Most important of all, however, of these mass reactions – and surely the greatest cause for worry – is the loss of self-confidence and initiative that is so noticeable among a great working class which has always distinguished itself particularly by these characteristics of confidence, initiative and boldness. Yet these unbroken series of defeats, false alarms and forays, turnings-back and blind-alley attacks have had their deep effects upon the French proletariat and its traditions of struggle. Apathy, rather than energy; despair, rather than hope; confusion, rather than clarity – these are the real characteristics of the best sections of France’s population today.

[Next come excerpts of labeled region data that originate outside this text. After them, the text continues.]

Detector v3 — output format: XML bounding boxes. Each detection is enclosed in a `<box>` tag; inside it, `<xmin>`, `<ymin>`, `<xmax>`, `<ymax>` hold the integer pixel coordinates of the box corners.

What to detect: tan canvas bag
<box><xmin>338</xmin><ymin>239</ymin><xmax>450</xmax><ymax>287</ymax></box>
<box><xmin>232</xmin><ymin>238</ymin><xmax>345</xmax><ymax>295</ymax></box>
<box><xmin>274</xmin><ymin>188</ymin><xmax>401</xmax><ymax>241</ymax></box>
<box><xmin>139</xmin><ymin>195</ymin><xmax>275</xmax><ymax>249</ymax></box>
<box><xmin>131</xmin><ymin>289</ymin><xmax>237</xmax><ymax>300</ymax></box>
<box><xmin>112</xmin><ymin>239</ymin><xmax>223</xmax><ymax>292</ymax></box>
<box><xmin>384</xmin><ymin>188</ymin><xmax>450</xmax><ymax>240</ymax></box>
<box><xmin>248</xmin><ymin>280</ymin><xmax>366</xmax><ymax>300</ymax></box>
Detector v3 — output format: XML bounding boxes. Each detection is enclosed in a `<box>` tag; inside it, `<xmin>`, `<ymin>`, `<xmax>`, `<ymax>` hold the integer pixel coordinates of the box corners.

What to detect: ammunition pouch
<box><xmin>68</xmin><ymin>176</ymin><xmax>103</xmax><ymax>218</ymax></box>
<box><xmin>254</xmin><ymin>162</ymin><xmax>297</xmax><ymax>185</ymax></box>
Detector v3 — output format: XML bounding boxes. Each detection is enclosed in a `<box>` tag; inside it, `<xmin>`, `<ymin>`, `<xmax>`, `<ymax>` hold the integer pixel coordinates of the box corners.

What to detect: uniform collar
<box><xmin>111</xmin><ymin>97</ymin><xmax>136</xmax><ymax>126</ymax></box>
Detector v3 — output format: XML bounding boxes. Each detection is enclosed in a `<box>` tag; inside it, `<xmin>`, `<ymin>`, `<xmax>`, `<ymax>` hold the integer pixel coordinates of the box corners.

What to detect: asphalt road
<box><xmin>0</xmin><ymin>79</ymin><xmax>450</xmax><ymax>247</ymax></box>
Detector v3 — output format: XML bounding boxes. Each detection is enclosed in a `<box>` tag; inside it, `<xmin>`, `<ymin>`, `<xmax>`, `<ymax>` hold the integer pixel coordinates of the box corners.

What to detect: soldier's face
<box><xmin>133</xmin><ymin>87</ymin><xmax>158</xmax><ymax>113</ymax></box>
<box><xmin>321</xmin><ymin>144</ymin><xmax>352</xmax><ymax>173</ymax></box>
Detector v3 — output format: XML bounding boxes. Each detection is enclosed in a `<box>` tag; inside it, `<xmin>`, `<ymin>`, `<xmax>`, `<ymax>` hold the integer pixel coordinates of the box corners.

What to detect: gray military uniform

It will take more than any of us are gifted enough to foresee to reverse this trend, and rouse the French workers from their ideologic slumbers. A boldness of program and approach, an open coming to grips with the issue of Stalinism and its totalitarianism, an exhibition of energy and clarity – these are the real requirements. Much as the RDR marks an advance in this direction, and a break with various sterile pasts such as that of French “Trotskyism” and Socialist Party “Blumism,” this new movement of the French people has still much ground to cover before it attains the needed goal. Fortunately, there is still time for it and other political groupings in France to continue along the line of revolutionary progress.